Evaluation gaps: There is no universal metric suite for behavioral realism across interaction, memory, and social emergence. Human-in-the-loop Turing-style evaluations, paired with entropy and diversity metrics, are current practice but lack standardization (Peng et al., 14 Feb 2025, Ataei et al., 4 Apr 2024).
Scalability and cost: Large populations of agents incur linear cost growth in API tokens and latency; hybrid approaches (diffusion-model + LLM core) have been proposed for tractability in social simulations (Li et al., 18 Oct 2025).
Ethics and risk of over-reliance: Agent outputs may not capture human biases or out-of-training-distribution behaviors, and may encourage premature substitution for real human participant studies without proper validation (Lu et al., 13 Apr 2025).

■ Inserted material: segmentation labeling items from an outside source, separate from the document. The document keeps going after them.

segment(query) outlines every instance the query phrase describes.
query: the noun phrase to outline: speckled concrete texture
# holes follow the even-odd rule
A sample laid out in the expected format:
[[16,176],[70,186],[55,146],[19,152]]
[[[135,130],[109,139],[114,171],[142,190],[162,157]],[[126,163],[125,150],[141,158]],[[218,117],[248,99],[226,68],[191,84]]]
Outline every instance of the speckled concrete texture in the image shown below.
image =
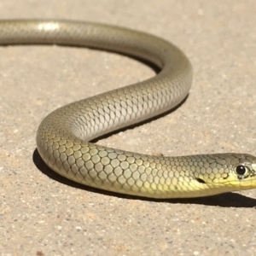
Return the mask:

Open research domains: Integrating more complex cognitive models (emotion, trust, persuasion), richer multi-modal grounding, event-driven (continuous-time) simulation, and adaptive, fine-tuned policies remain major directions for future research.

In summary, user simulation via LLM agents operationalizes modular, memory-augmented, and adaptive multi-agent systems capable of reproducing a broad spectrum of human communication and decision-making patterns, including the evolution of coded language under constraint, educational progression, social conformity, and product interaction. Such frameworks are now fundamental both for controlled scientific inquiry into human–machine and human–human interaction and for building robust, adaptive, and user-aligned AI systems.